Enhanced Estimation and Validation of Ocean Surface Radial Velocity using Sentinel-1 TOPS IWSLC Data

Conference: EUSAR 2024 - 15th European Conference on Synthetic Aperture Radar
04/23/2024 - 04/26/2024 at Munich, Germany

Proceedings: EUSAR 2024

Pages: 6Language: englishTyp: PDF

Authors:
Iqbal Ahmed, Usman; Rabus, Bernhard; Geudtner, Dirk

Abstract:
Measuring the Doppler Centroid Anomaly (DCA) of Single Look Complex (SLC) SAR data is a powerful resource to estimate Ocean Surface Radial Velocity (OCN-RVL). The Sentinel-1 Ocean Surface Radial Velocity (S-1 OCN RVL) product derived from Interferometric Wide Swath (IW) Terrain Observation with Progressive Scan (TOPS) mode data was designed to increase both accuracy and resolution compared to the previously available ENVISAT-ASAR product.

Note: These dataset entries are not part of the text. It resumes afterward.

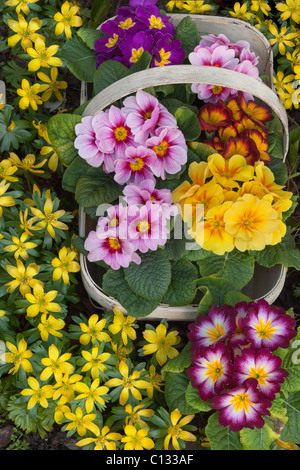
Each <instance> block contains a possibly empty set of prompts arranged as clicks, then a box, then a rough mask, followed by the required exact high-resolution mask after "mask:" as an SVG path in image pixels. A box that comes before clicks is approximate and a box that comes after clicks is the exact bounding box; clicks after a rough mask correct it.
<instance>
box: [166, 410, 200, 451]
mask: <svg viewBox="0 0 300 470" xmlns="http://www.w3.org/2000/svg"><path fill="white" fill-rule="evenodd" d="M181 416H182V415H181V413H180V411H179V410H178V409H177V408H176V410H173V411H172V413H171V414H170V419H171V423H172V425H171V426H170V427H169V428H168V434H167V436H166V437H165V440H164V450H168V448H169V443H170V440H171V439H172V446H173V447H174V449H175V450H180V446H179V442H178V439H182V440H183V441H188V442H196V441H197V438H196V436H195V435H194V434H192V433H191V432H188V431H185V430H184V429H183V427H184V426H186V425H187V424H189V423H190V422H191V421H192V420H193V419H194V417H195V415H187V416H184V417H183V418H181ZM180 418H181V419H180Z"/></svg>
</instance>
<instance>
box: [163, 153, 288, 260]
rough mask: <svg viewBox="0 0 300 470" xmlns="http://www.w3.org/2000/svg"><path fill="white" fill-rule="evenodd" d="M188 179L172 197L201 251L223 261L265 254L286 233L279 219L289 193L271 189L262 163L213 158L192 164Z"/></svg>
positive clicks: (284, 228) (211, 155) (270, 183)
mask: <svg viewBox="0 0 300 470" xmlns="http://www.w3.org/2000/svg"><path fill="white" fill-rule="evenodd" d="M188 174H189V177H190V179H191V181H192V182H189V181H185V182H183V183H182V184H181V185H180V186H179V187H178V188H176V189H175V190H174V191H173V193H172V194H173V201H174V202H175V203H178V204H179V206H180V208H181V213H182V218H183V220H184V222H186V223H187V226H188V227H189V231H188V234H189V235H190V236H191V237H192V238H194V239H195V240H196V242H197V243H198V244H199V245H200V246H201V247H202V248H203V249H205V250H209V251H212V252H213V253H215V254H218V255H223V254H224V253H225V252H230V251H232V250H233V249H234V248H237V249H238V250H239V251H246V250H263V249H264V248H265V247H266V245H275V244H277V243H279V242H280V241H281V239H282V237H283V236H284V235H285V233H286V225H285V223H284V222H283V221H282V214H283V213H284V212H286V211H288V210H289V209H290V207H291V205H292V200H291V197H292V193H290V192H287V191H285V190H284V186H280V185H278V184H276V183H275V179H274V175H273V173H272V171H271V170H270V169H269V168H268V167H266V166H265V164H264V163H263V162H262V161H259V162H256V163H255V165H254V166H251V165H247V163H246V160H245V158H244V157H242V156H241V155H233V156H232V157H231V158H229V159H225V158H223V157H222V155H220V154H218V153H215V154H213V155H210V156H209V157H208V161H207V162H200V163H196V162H193V163H192V164H191V165H190V166H189V171H188Z"/></svg>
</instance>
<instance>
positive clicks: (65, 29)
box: [54, 1, 82, 38]
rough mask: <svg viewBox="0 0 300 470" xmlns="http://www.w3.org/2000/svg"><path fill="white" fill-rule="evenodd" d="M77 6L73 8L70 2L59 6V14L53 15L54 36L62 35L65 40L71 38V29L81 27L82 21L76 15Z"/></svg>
mask: <svg viewBox="0 0 300 470" xmlns="http://www.w3.org/2000/svg"><path fill="white" fill-rule="evenodd" d="M78 11H79V6H74V5H72V3H70V2H68V1H67V2H64V3H63V4H62V6H61V12H57V13H55V15H54V20H55V21H57V25H56V27H55V34H56V36H59V35H60V34H62V33H64V34H65V35H66V37H67V38H70V37H71V36H72V30H71V28H72V27H76V28H78V27H79V26H82V19H81V18H80V16H78V15H77V13H78Z"/></svg>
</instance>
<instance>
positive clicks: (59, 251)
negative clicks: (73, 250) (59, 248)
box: [51, 246, 80, 284]
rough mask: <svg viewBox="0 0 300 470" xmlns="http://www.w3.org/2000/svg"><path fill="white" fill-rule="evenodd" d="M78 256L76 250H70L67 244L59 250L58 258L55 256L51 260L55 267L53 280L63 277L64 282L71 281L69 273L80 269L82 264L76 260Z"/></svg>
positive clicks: (51, 263)
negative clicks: (65, 246) (69, 276)
mask: <svg viewBox="0 0 300 470" xmlns="http://www.w3.org/2000/svg"><path fill="white" fill-rule="evenodd" d="M76 256H77V252H76V251H72V250H68V248H67V247H65V246H64V247H62V248H61V249H60V250H59V253H58V258H54V259H53V260H52V261H51V264H52V266H54V268H55V269H54V271H53V281H57V280H58V279H60V278H62V279H63V281H64V284H68V283H69V282H70V278H69V273H77V272H78V271H80V264H79V263H77V261H74V258H75V257H76Z"/></svg>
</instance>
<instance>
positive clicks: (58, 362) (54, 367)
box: [40, 344, 74, 381]
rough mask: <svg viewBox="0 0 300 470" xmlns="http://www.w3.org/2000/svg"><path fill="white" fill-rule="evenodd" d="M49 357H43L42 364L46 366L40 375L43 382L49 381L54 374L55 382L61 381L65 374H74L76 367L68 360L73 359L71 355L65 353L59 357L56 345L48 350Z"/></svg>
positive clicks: (41, 379)
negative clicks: (50, 378) (73, 365)
mask: <svg viewBox="0 0 300 470" xmlns="http://www.w3.org/2000/svg"><path fill="white" fill-rule="evenodd" d="M48 355H49V357H43V359H41V363H42V364H43V365H44V366H46V367H45V369H44V370H43V371H42V373H41V375H40V379H41V380H43V381H44V380H48V379H49V378H50V377H51V376H52V375H53V374H54V378H55V380H57V381H58V380H60V379H61V377H62V375H63V374H72V373H73V371H74V366H72V364H70V363H69V362H66V361H68V359H70V358H71V356H72V354H71V353H65V354H62V355H61V356H59V350H58V349H57V347H56V346H55V345H54V344H51V346H50V347H49V348H48Z"/></svg>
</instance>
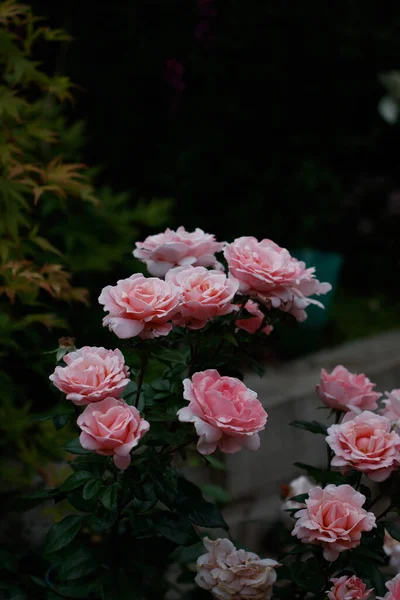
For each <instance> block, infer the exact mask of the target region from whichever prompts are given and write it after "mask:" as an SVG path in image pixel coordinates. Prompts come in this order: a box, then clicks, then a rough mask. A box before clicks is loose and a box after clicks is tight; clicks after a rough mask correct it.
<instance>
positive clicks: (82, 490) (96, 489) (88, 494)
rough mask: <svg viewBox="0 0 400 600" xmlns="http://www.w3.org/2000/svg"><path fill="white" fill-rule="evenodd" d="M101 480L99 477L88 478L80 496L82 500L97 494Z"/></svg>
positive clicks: (88, 499) (101, 484)
mask: <svg viewBox="0 0 400 600" xmlns="http://www.w3.org/2000/svg"><path fill="white" fill-rule="evenodd" d="M101 486H102V483H101V480H100V479H89V481H87V482H86V483H85V485H84V487H83V490H82V497H83V499H84V500H91V499H92V498H95V497H96V496H97V494H98V493H99V492H100V490H101Z"/></svg>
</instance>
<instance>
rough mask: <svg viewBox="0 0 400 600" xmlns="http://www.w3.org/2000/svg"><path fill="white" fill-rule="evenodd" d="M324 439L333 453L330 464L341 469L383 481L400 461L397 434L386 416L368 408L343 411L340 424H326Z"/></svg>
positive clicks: (344, 471)
mask: <svg viewBox="0 0 400 600" xmlns="http://www.w3.org/2000/svg"><path fill="white" fill-rule="evenodd" d="M326 442H327V444H328V445H329V446H330V447H331V448H332V450H333V452H334V453H335V456H334V457H333V459H332V466H334V467H341V470H342V471H343V473H347V472H348V471H349V470H350V469H351V468H353V469H356V470H357V471H361V473H365V475H367V476H368V477H369V478H370V479H372V481H384V480H385V479H387V478H388V477H389V475H390V474H391V473H392V471H394V470H395V469H397V468H398V466H399V465H400V437H399V436H398V435H397V433H395V432H394V431H391V424H390V421H389V419H387V418H386V417H382V416H379V415H376V414H374V413H372V412H370V411H364V412H362V413H361V414H360V415H354V413H347V414H346V416H345V417H344V419H343V421H342V423H341V424H340V425H331V427H329V429H328V437H327V438H326Z"/></svg>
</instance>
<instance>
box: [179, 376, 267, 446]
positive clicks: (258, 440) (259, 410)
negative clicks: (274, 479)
mask: <svg viewBox="0 0 400 600" xmlns="http://www.w3.org/2000/svg"><path fill="white" fill-rule="evenodd" d="M183 387H184V393H183V397H184V398H185V400H188V401H189V406H186V407H185V408H181V409H180V410H179V411H178V417H179V420H180V421H182V422H184V423H194V426H195V429H196V433H197V434H198V435H199V441H198V443H197V449H198V451H199V452H200V454H211V453H212V452H214V451H215V450H216V449H217V448H219V449H220V450H221V451H222V452H227V453H229V454H232V453H234V452H238V450H240V449H241V448H242V447H244V448H248V449H250V450H258V448H259V446H260V438H259V436H258V432H259V431H262V430H263V429H264V427H265V423H266V422H267V413H266V412H265V410H264V409H263V407H262V404H261V402H260V401H259V400H258V398H257V394H256V392H253V391H252V390H250V389H249V388H247V387H246V386H245V385H244V383H242V382H241V381H240V380H239V379H236V378H235V377H226V376H224V377H222V376H221V375H220V374H219V373H218V371H216V370H215V369H208V370H207V371H202V372H199V373H195V374H194V375H193V377H192V379H185V380H184V382H183Z"/></svg>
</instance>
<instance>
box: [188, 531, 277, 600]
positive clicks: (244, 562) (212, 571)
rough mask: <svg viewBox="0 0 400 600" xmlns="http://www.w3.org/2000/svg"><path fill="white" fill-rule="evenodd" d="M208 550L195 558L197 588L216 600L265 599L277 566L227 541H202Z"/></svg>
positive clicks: (272, 583) (205, 537) (266, 560)
mask: <svg viewBox="0 0 400 600" xmlns="http://www.w3.org/2000/svg"><path fill="white" fill-rule="evenodd" d="M203 544H204V546H205V548H206V550H208V552H207V554H203V555H202V556H200V557H199V558H198V559H197V575H196V578H195V581H196V583H197V585H198V586H199V587H201V588H203V589H205V590H208V591H210V592H211V594H212V595H213V596H214V598H219V599H220V600H269V599H270V598H271V596H272V588H273V585H274V583H275V581H276V572H275V569H276V568H277V567H279V566H280V565H279V563H277V562H276V561H275V560H271V559H270V558H264V559H261V558H260V557H259V556H258V555H257V554H254V553H253V552H247V551H246V550H241V549H240V550H237V549H236V548H235V546H234V545H233V544H232V542H231V541H230V540H227V539H217V540H215V541H213V540H210V539H208V538H207V537H205V538H203Z"/></svg>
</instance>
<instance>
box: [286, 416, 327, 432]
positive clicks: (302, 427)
mask: <svg viewBox="0 0 400 600" xmlns="http://www.w3.org/2000/svg"><path fill="white" fill-rule="evenodd" d="M290 425H291V426H292V427H297V428H298V429H305V430H306V431H310V432H311V433H321V434H322V435H327V427H326V426H325V425H323V423H319V422H318V421H299V420H297V421H292V422H291V423H290Z"/></svg>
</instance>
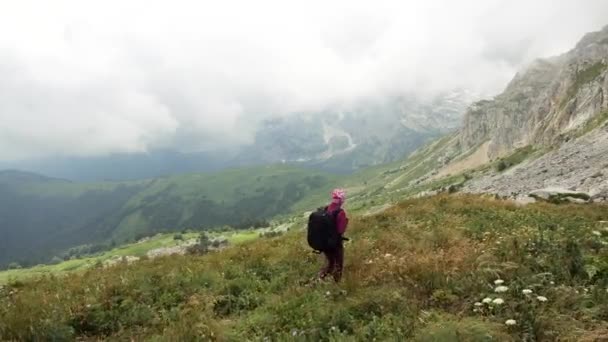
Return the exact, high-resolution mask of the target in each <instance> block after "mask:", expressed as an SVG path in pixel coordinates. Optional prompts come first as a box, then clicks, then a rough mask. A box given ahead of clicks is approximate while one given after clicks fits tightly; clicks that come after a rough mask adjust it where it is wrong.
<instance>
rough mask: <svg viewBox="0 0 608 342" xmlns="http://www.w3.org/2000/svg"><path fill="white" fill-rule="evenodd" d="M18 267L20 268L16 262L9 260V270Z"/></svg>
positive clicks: (19, 268)
mask: <svg viewBox="0 0 608 342" xmlns="http://www.w3.org/2000/svg"><path fill="white" fill-rule="evenodd" d="M20 268H21V265H20V264H19V263H18V262H11V263H10V264H8V269H9V270H18V269H20Z"/></svg>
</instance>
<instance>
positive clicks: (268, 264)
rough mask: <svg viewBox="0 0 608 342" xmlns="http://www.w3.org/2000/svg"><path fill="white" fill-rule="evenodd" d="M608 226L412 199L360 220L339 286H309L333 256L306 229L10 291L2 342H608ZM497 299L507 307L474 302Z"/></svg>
mask: <svg viewBox="0 0 608 342" xmlns="http://www.w3.org/2000/svg"><path fill="white" fill-rule="evenodd" d="M605 220H608V206H605V205H570V204H566V205H559V206H557V205H552V204H548V203H537V204H533V205H528V206H524V207H521V206H516V205H514V204H512V203H509V202H503V201H499V200H493V199H487V198H484V197H478V196H460V195H458V196H447V195H441V196H435V197H431V198H424V199H417V200H408V201H404V202H401V203H400V204H398V205H397V206H395V207H393V208H391V209H388V210H386V211H384V212H382V213H380V214H377V215H373V216H368V217H353V218H352V221H351V226H350V227H349V231H348V236H349V237H350V238H351V241H350V242H349V243H347V245H346V247H345V248H346V265H345V274H344V279H343V282H342V283H340V284H333V283H332V282H327V283H320V284H316V285H313V286H306V285H305V283H303V282H305V281H306V280H308V279H309V278H310V277H312V276H314V275H315V274H316V272H317V270H318V268H319V267H320V266H321V263H322V260H321V259H322V258H321V257H319V256H317V255H314V254H313V253H311V252H310V249H309V248H308V247H307V246H306V242H305V239H304V232H303V231H301V230H295V231H290V232H288V233H287V234H286V235H284V236H281V237H277V238H268V239H256V240H254V241H249V242H243V243H241V244H239V245H237V246H235V247H231V248H228V249H225V250H222V251H220V252H216V253H211V254H208V255H205V256H175V257H164V258H158V259H153V260H144V261H141V262H137V263H135V264H131V265H122V264H121V265H117V266H115V267H111V268H107V269H90V270H88V271H83V272H73V273H69V274H67V275H66V276H64V277H54V276H47V277H45V278H43V279H39V280H36V279H32V280H28V281H22V282H12V283H10V284H7V285H5V286H4V287H3V288H2V289H1V290H0V339H1V340H75V339H78V340H150V341H180V340H218V341H243V340H251V341H258V340H264V339H270V340H272V341H284V340H302V341H305V340H309V341H313V340H314V341H362V340H365V341H371V340H374V339H375V340H378V341H386V340H412V341H453V340H466V341H488V340H497V341H521V340H528V341H553V340H563V341H584V340H589V341H592V340H598V339H599V340H601V339H602V338H605V337H606V331H608V330H607V323H606V320H607V319H608V292H606V286H608V263H607V262H606V260H608V246H607V245H608V231H606V228H607V227H605V226H603V224H602V223H600V222H599V221H605ZM497 279H501V280H502V281H504V284H503V285H504V286H506V287H507V289H506V290H505V292H501V293H497V292H495V291H494V289H495V287H496V285H495V284H494V281H495V280H497ZM524 289H529V290H531V291H532V294H530V295H526V294H524V293H523V292H522V291H523V290H524ZM537 296H543V297H546V298H547V301H545V302H542V301H539V300H538V299H537ZM486 297H489V298H490V299H492V300H494V299H496V298H499V297H500V298H501V299H503V300H504V304H502V305H498V304H483V303H482V304H479V306H478V305H476V304H475V303H477V302H481V301H482V300H483V299H484V298H486ZM509 319H514V320H516V321H517V324H516V325H514V326H507V325H506V324H505V322H506V321H507V320H509ZM294 335H296V336H298V337H297V338H294Z"/></svg>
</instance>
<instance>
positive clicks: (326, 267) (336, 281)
mask: <svg viewBox="0 0 608 342" xmlns="http://www.w3.org/2000/svg"><path fill="white" fill-rule="evenodd" d="M323 254H324V255H325V259H326V264H325V266H324V267H323V268H322V269H321V271H320V272H319V278H321V279H324V278H325V277H327V276H328V275H330V274H331V275H332V276H333V277H334V280H335V281H336V282H339V281H340V279H341V278H342V268H343V266H344V246H343V245H342V244H340V245H339V246H338V247H337V248H336V249H333V250H331V251H325V252H323Z"/></svg>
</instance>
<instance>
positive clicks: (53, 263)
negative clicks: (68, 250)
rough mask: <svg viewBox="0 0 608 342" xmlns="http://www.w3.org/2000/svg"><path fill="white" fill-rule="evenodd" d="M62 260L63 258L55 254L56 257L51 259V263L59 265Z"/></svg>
mask: <svg viewBox="0 0 608 342" xmlns="http://www.w3.org/2000/svg"><path fill="white" fill-rule="evenodd" d="M62 261H63V259H61V258H60V257H58V256H54V257H53V258H52V259H51V261H50V264H51V265H57V264H58V263H60V262H62Z"/></svg>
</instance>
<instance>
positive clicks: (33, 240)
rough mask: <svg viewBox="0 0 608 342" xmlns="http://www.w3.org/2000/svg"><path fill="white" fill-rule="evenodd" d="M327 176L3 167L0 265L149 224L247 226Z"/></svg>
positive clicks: (159, 225)
mask: <svg viewBox="0 0 608 342" xmlns="http://www.w3.org/2000/svg"><path fill="white" fill-rule="evenodd" d="M331 182H333V176H330V175H326V174H323V173H320V172H312V171H308V170H301V169H296V168H293V167H288V166H266V167H258V168H243V169H238V170H225V171H223V172H222V173H196V174H186V175H179V176H170V177H164V178H155V179H150V180H144V181H131V182H101V183H77V182H71V181H66V180H61V179H55V178H48V177H44V176H40V175H37V174H32V173H26V172H20V171H3V172H0V235H1V236H2V239H0V266H5V265H7V264H8V263H10V262H12V261H18V262H19V263H21V264H23V265H31V264H33V263H40V262H48V261H49V260H50V259H51V258H52V257H53V256H55V255H58V254H60V253H61V252H63V251H65V250H66V249H68V248H70V247H74V246H78V245H84V244H93V245H98V244H109V243H111V242H114V243H122V242H126V241H133V240H134V239H137V238H139V237H142V236H148V235H152V234H154V233H157V232H164V231H179V230H182V229H186V228H192V229H199V230H202V229H208V228H212V227H218V226H224V225H231V226H233V227H236V228H241V227H249V226H251V225H255V224H259V223H260V222H261V221H264V220H267V219H270V218H272V217H274V216H276V215H281V214H287V213H290V212H291V211H292V210H293V208H294V207H297V205H298V203H299V201H301V200H302V199H304V198H308V197H309V196H310V195H312V194H313V193H315V192H317V191H322V192H323V194H325V193H326V192H327V191H329V188H330V183H331Z"/></svg>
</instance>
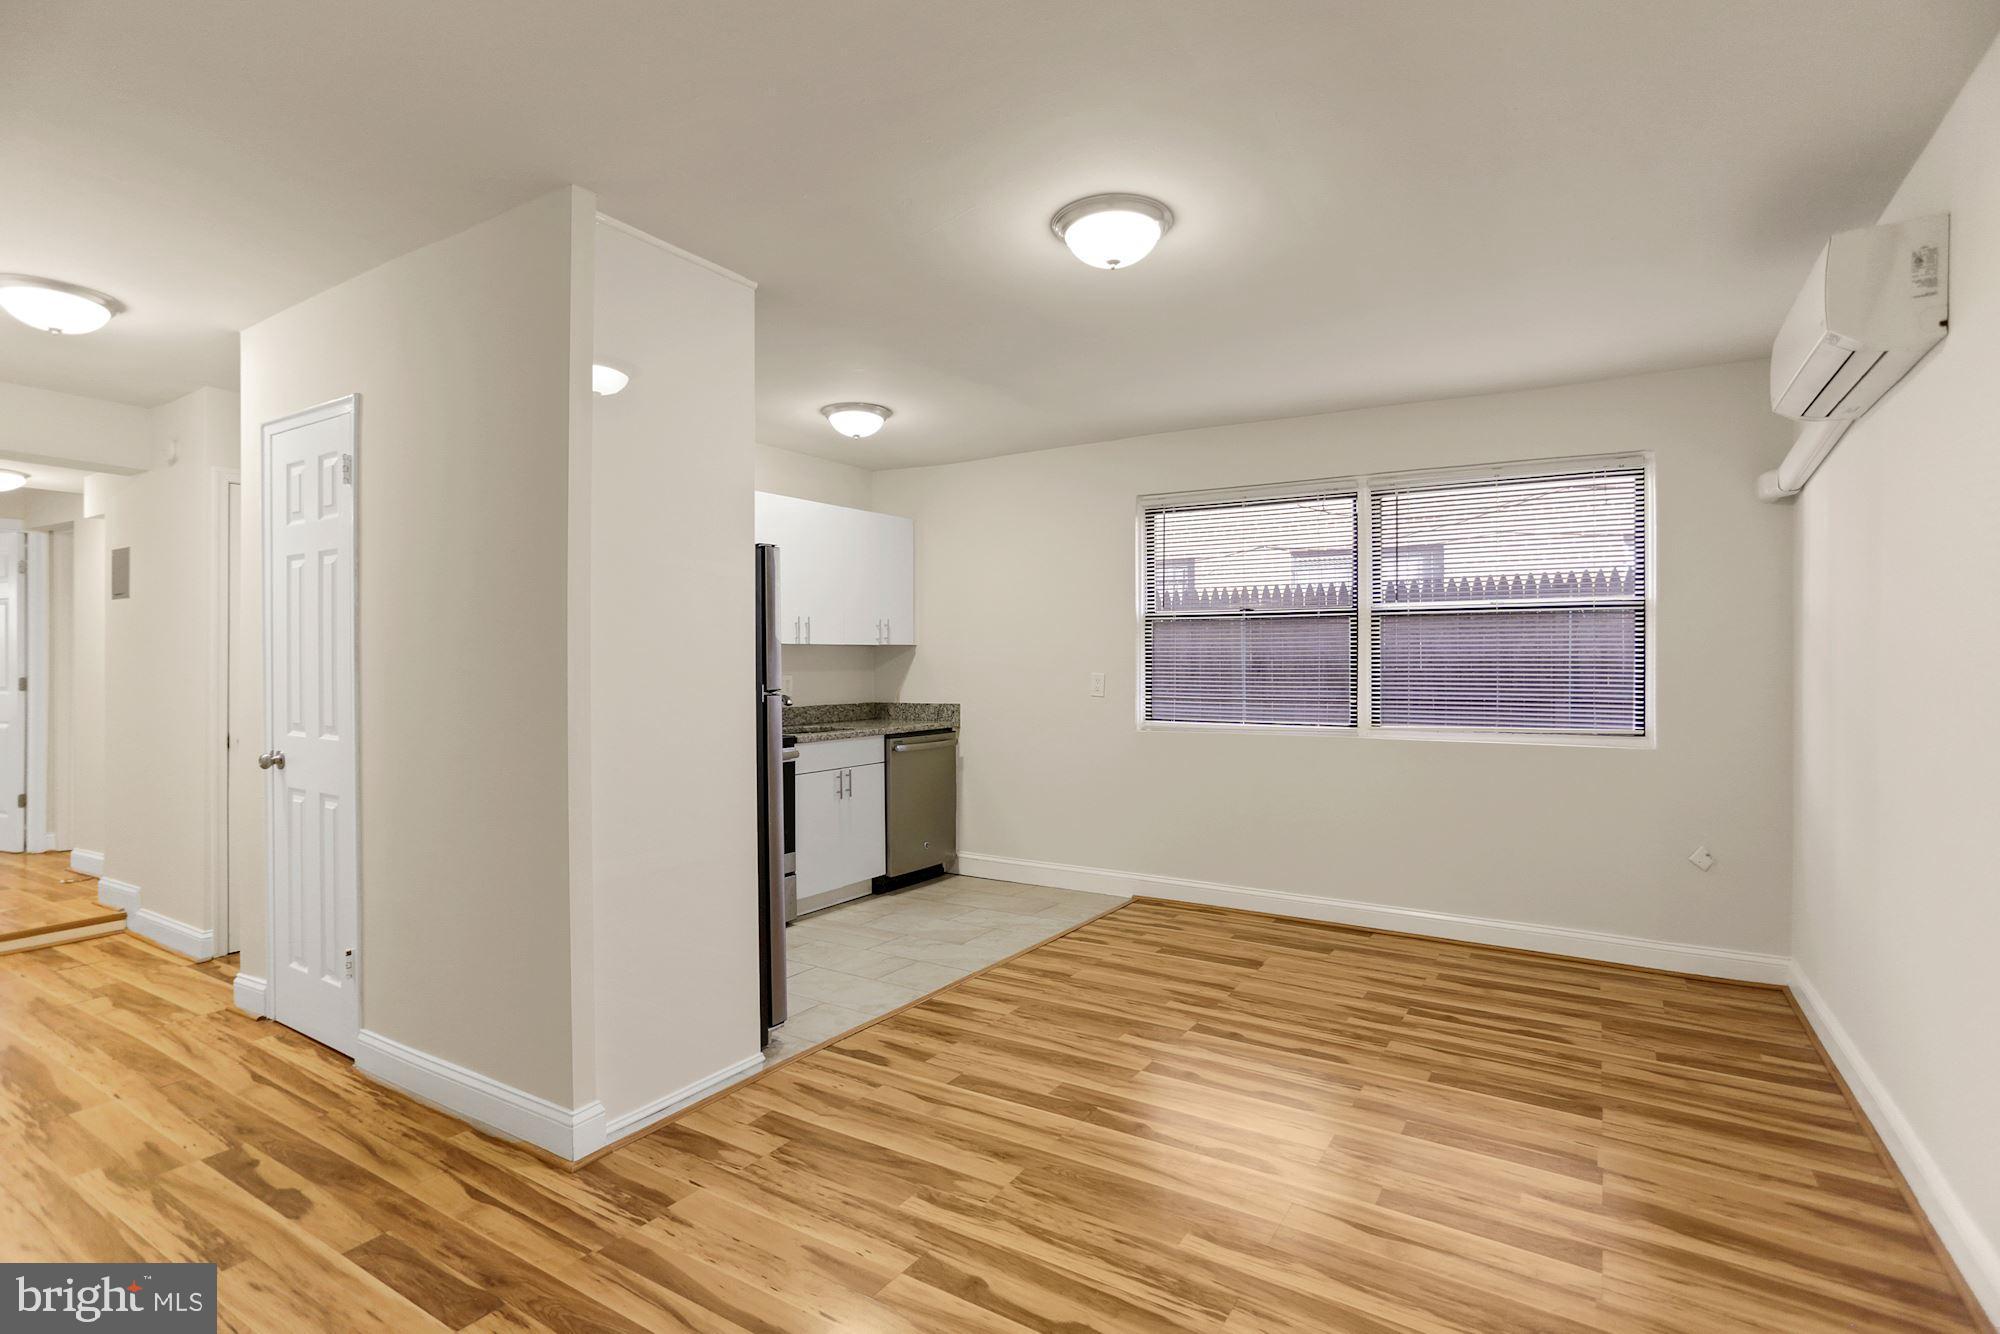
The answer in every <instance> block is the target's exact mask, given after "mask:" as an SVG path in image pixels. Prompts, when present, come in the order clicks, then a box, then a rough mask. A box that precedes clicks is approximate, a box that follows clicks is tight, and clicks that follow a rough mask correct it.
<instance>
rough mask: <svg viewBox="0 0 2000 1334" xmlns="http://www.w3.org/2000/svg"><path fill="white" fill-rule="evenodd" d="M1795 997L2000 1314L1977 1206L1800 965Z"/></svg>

However, while theoretically better, the S-1 OCN RVL products available on the ESA Copernicus open access hub in practice have been plagued by strong processing artifacts manifesting as discontinuities within sub-swaths and bursts of the IW data. Moreover, the available S-1 OCN RVL products are also uncalibrated due to obvious non-zero velocities over land areas. Simon Fraser University (SFU) is working with the European Space Agency (ESA) to improve the ocean surface velocity estimation from Sentinel-1 IW TOPS SLC data. We propose a novel algorithm for S-1 IW TOPS SLC based Dopler Centroid Anomaly data that robustly exploits the continuity constraints for the Doppler signature surface across bursts and sub-swaths to generate a smooth and enhanced Ocean Surface Radial Velocity product. To assess the validity of our approach we perform a cross comparison with ocean surface radial velocity products derived from RADARSAT-2 Moving Object Detection Experiment (MODEX-1). A total of twelve co-incident acquisitions for Sentinel-1 IW TOPS and RADARSAT-2 Modex-1 mode at six different sites across the world were collected for this purpose. Here, we present a preliminary result for a data collection over Bay of Fundy on 6th July 2020. Our proposed method produces a continuous ocean radial velocity map that is both free of discontinuities and quantitatively agrees more closely with the simultaneous corresponding RS-2 ATI and DCA based maps compared to the existing S-1 OCN RVL product.